Он бросился было исполнить и роль слуги, хотя сам понимал, что это уж чересчур, — позвонил в звонок и на вопрос камердинера приказал тому накрыть для позднего ужина стол прямо в его комнате.
Неловко чувствовала себя Екатерина. Ей казалось, что не стоит так напоказ выставлять свои чувства, не следует так долго разглагольствовать о них, как это делает Пётр; она понимала, как он смешон в глазах Понятовского, да и в её собственных глазах, но унять поток красноречия и великодушных слов она не могла, да и не хотела. Что ж, если это нравится великому князю и если это совпадает с её интересами, можно и не прерывать этот словесный поток и покориться тому, что делает её муж сейчас, и всё-таки острая неприязнь к Елизавете, которая в одну минуту сумела склонить великого князя на эти сумасбродства, ранила её сердце теперь. Как, ничего от Петра не может добиться она, умная и ироничная жена, великая княгиня, а какая-то девица, всего лишь её фрейлина, мгновенно перевернула всю историю и заставила её играть новыми красками! Неумная, толстая, рябая, но пышущая здоровьем и силой молодости! И Екатерина невольно позавидовала той лёгкости, с которой Елизавета могла делать с её мужем всё, что было ей угодно...
Распахнулась дверь, слуги бросились накрывать стол для позднего ужина, и всё это время Пётр не переставал говорить. Волей-неволей приходилось выслушивать это нескончаемое обилие красноречия, и Понятовский непроизвольно переглядывался с Екатериной. И она видела в его глазах то же весёлое удивление и невольное опасение, что великодушие Петра есть только нечто наигранное, могущее смениться другим чувством, столь же мимолётным, как и это. Екатерина за годы своего несчастного брака хорошо изучила Петра, понимала, что за всеми этими словами стоит лишь одно — чувство эгоизма и любования самим собой, и терпеливо сносила бурный поток слов, которыми осыпал их Пётр.
За столом разместились по-родственному: Пётр сидел рядом с Елизаветой напротив Екатерины с Понятовским. И опять за этим поздним ужином говорил почти исключительно один Пётр — он был так упоен собой, своей отвагой и добротой, что не мог говорить ни о чём другом.
— Ну, теперь, я надеюсь, мною довольны, — высказал он наконец свою главную мысль, и жена поняла, что при всём при том Пётр добивается, чтобы Екатерина была им довольна и не обращала внимания на его ухаживания за Елизаветой Воронцовой.
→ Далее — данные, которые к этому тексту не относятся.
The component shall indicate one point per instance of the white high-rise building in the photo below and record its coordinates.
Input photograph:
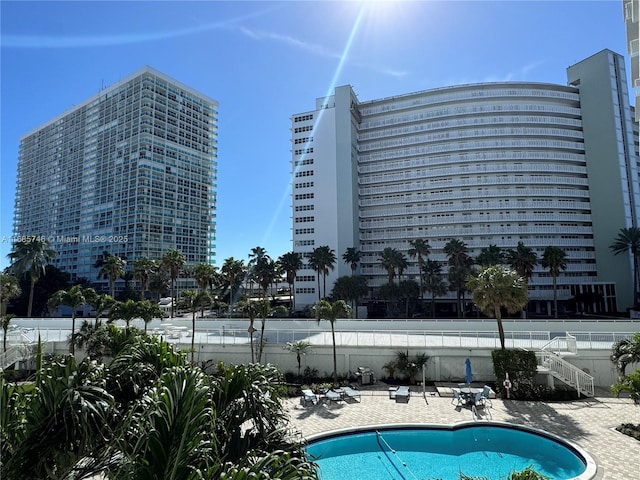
(488, 164)
(130, 171)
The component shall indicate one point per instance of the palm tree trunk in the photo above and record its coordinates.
(555, 297)
(193, 335)
(72, 347)
(33, 284)
(335, 358)
(498, 315)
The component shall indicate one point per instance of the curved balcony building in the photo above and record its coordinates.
(488, 164)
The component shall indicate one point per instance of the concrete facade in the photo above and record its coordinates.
(489, 164)
(130, 171)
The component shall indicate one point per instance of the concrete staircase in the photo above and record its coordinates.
(551, 361)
Теперь у Петра были развязаны руки: когда угодно мог он, не скрываясь, призывать к себе свою фаворитку, ездить с нею куда угодно и держать её в своей великокняжеской постели, не боясь, что Екатерина обо всём расскажет императрице, которой Пётр смертельно боялся...
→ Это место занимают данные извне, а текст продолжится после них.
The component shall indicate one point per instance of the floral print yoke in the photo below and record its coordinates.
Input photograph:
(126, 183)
Понятовский только поддакивал Петру и угодливо расхваливал его чувства — как талантлив великий князь, что умеет так расставить своих солдат, какой обладает способностью, чтобы сочинить диспозицию.
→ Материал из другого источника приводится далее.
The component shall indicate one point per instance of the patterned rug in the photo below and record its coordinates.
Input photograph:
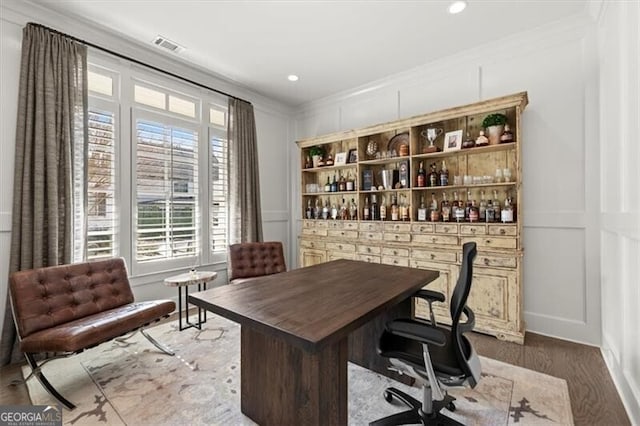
(134, 384)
И снова взвился Пётр. О, этой способности научился он у своего любимого героя — Фридриха Прусского, с которым Россия имеет несчастье сражаться. А ведь Фридрих — замечательный стратег и тактик, равного ему нет в мире, и он создал свою армию на таких началах, которым должен учиться каждый настоящий монарх.
— Но потерпел же твой любимый Фридрих поражение у Мемеля от неумехи Апраксина, — колко ввернула Екатерина.
— О, это была ошибка, не надо было русским ввязываться в эту войну! — вскричал Пётр. — Если только я стану императором, немедленно эту дурацкую войну...
Он как будто захлебнулся, понял и сам, что говорит уже лишнее и что на этих словах может поймать его Екатерина при разговоре с императрицей.
Но Екатерина как будто не заметила этих слов, она завела разговор о парижских модах, о париках, уродующих мужчин и делающих привлекательными женщин, у которых не хватает собственных волос.
И все за столом принялись превозносить роскошные волосы Екатерины, которые действительно были предметом зависти и легенд при дворе. Екатерина промолчала в ответ на эти комплименты — она привыкла слышать о себе много лестных слов, но всегда знала, где побуждают человека говорить их просто желание подольститься, а где проглядывают искренность и простота.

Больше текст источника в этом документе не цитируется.